[cairo] On fallback strategies (was Re: GSoC: Scan converting rasteriser update

Behdad Esfahbod behdad at behdad.org
Sat Oct 18 11:52:40 PDT 2008

Jeff Muizelaar wrote:
> On Mon, Oct 06, 2008 at 11:40:45AM -0400, Behdad Esfahbod wrote:
>> Carl Worth wrote:
>>> On Wed, 2008-10-01 at 15:19 -0400, Jeff Muizelaar wrote:
>>>> Overall comments:
>>>> - I don't really like the make_span_renderer interface. It might be better if
>>>>   instead of relying on the fallback surface, we had helpers that would be called from
>>>>   the image surface's fill and stroke methods.
>>> Agreed.
>>> This approach is a general one that could be applied liberally to
>>> cairo's code base to clean it up considerably. That is, it would be nice
>>> to have explicit code in each backend for each interface, calling into
>>> specific helper functions, rather than just returning UNSUPPORTED and
>>> relying on the fallback code to do something, (which might not be
>>> optimal across all backends). And even if the fallback code doesn't
>>> perform poorly, it makes the code much harder to read.
>> Actually I don't agree.  Having to make a call instead of just returning
>> UNSUPPORTED is going to make the code for backends considerably uglier.  Right
>> now one does ot even need to implement many of the methods.  Without
>> UNSUPPORTED one has to copy paste a lot of cruft, that need to be changed in
>> 10 places everytime the fallback implementation details change.
> These implementation details are often important to a backend. For
> example, the fallback path goes through a lot of work to deal with the
> mismatch between SOURCE and CLEAR mask bounding that cairo and
> pixman/XRender have. This wouldn't be necessary on other backends.
> The UNSUPPORTED model becomes problematic as soon as a backend wants to
> implement one of these methods previously unimplemented methods.
> Fallbacks are a all-or-nothing choice, so implementing anything that
> uses some of the previous fallback is difficult. This makes adjusting
> the behaviour of a fallback difficult for a backend.

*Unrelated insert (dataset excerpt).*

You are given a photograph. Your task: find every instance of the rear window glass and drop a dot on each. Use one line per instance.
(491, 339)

Using UNSUPPORTED does not mean we can't have
It's not either/or.  Define UNSUPPORTED as calling cairo_surface_fallback_XXX().

> Further, I don't see why one would have to copy paste a lot of cruft
> when we can have a utility function that's called. There's no reason a
> fill() implementation would need to be anything more than a single
> function call.

I'm talking about that single-line function that needs to be copied in 12
different backend files, and modified every time the backend signature changes.

>> I think the idiom is very readable and useful when you grasp it:  a function
>> returning cairo_int_status_t can return UNSUPPORTED and not worry about what
>> happens, while one returning cairo_status_t can't.  That simple, and a lot can
>> be checked using static analysis.
> That's not really true; you do need to worry about what happens. If you
> have a backend that doesn't implement fill() you have to implement
> composite_trapezoids(). composite_trapezoids() certainly isn't the only
> logical operation to implement fill with, a backend end could, for
> example, want composite_spans(), composite_flattened_polygon() or
> composite_non_intersecting_polygon(). We wouldn't want to probe each
> backend for each of these possible operations. 

Sure, some operations may be better fallbacked using a function calling helper
functions.  But for show_glyphs for example, there's no way to do it cleaner
than using UNSUPPORTED.  The way it works currently is:

	try surface_backend->show_glyphs
			try font_backend->show_glyphs
			create a mask, add glyphs to it and paint it

Vladimir Vukicevic wrote:

> I agree with Carl here -- having the fallback invoked explicitly in
> the backend would lead to much simpler and clearer backend code.  The
> way that it's structured currently, there's magic that happens in
> multiple places, and you have to follow the UNSUPPORTED-returns back
> to wherever they were handled.  It's pretty confusing and hard to
> read, and also doesn't allow for some optimizations based on having
> more finer-grained control of when/how to invoke fallback code.

Currently the backend interface has like 15 methods, many backends implement
only five of them.  How does adding ten one-line functions make it more readable?